Gleeson himself said that he has never believed that art should be limited to "what is conventionally considered beautiful … I think art should be all-embracing: it should cover every aspect of existence and that includes what you technically call ugliness, terror, fear and anxiety. I think it's all part of life. I was born in the second year of the First World War; then there was the atmosphere of the '30s when you knew there was going to be another war. The idea of war and destruction has always been part of existence."
I imagine that the title must refer to the prophet Hosea's strictures on the Israelites' warring with the neighbours: "For they have sown the wind, and they shall reap the whirlwind." (Not a lot has changed in two thousand years!)

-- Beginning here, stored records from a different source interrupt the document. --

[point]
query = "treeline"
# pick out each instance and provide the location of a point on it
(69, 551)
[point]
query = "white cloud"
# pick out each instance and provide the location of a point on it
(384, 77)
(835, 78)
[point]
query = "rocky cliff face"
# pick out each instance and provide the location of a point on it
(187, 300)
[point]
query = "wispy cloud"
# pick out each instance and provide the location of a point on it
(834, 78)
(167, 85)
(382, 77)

I stood there quietly like a rabbit caught in the headlights – the woman next to me was muttering "Whooo, whooo…" and feebly waving her hands like someone practising the breaststroke. She obviously needed a negatively geared chocolate biscuit.

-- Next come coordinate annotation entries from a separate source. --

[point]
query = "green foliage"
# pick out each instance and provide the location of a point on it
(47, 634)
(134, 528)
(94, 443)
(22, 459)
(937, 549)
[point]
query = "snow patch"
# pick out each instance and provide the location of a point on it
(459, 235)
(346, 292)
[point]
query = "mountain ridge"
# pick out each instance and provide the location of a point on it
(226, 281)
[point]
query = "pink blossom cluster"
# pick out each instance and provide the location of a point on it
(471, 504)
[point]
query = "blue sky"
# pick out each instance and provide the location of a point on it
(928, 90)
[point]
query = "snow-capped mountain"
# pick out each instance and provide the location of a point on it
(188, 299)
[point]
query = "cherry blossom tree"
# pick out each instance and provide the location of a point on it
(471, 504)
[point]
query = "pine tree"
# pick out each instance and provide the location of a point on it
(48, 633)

In 1947 Gleeson went abroad and absorbed the works of the old masters. His work in the 'fifties was inspired and influenced by what he saw, and also by poetry and history. One recognises the influence of Turner in the glowing light effects that he uses in some works.
He incorporates self-portraits in some of his works, and says that he never paints anyone else: he did a portrait of his sister once, but it is not good to paint other people, "because they are never satisfied. If you paint only yourself, you have only yourself to satisfy."
Not all the pictures were the stuff of nightmares: there were some extraordinarily beautiful works. I was delighted by "Clouds of witness" (1966), in which nude figures are floating in clouds and in water, tucked into niches and reclining on beaches, all among swirls of luminous gold, white and blue.
This is such a magnificent body of work, it is very hard to choose which to single out, but I finally have to mention "The Colonists Arrive" (1998) which intrigued me particularly. It shows a beach on which a small red fire is burning – the only bright touch in the picture. Just offshore is a large oyster shell with an eye looking out from it. Drifting in to make landfall, floating just above the water, are pale phantasms vaguely resembling mythical creatures. I imagined the indigenous folks who had been sitting round that fire, now standing fearfully a safe distance away, seeing for the first time creatures whose colour, dress and demeanour must have seemed to them just as exotic as Gleeson's arriving chimeras do to me.
An excellent book, with lots of colour plates, by Renee Free, is "James Gleeson - Images from the Shadows."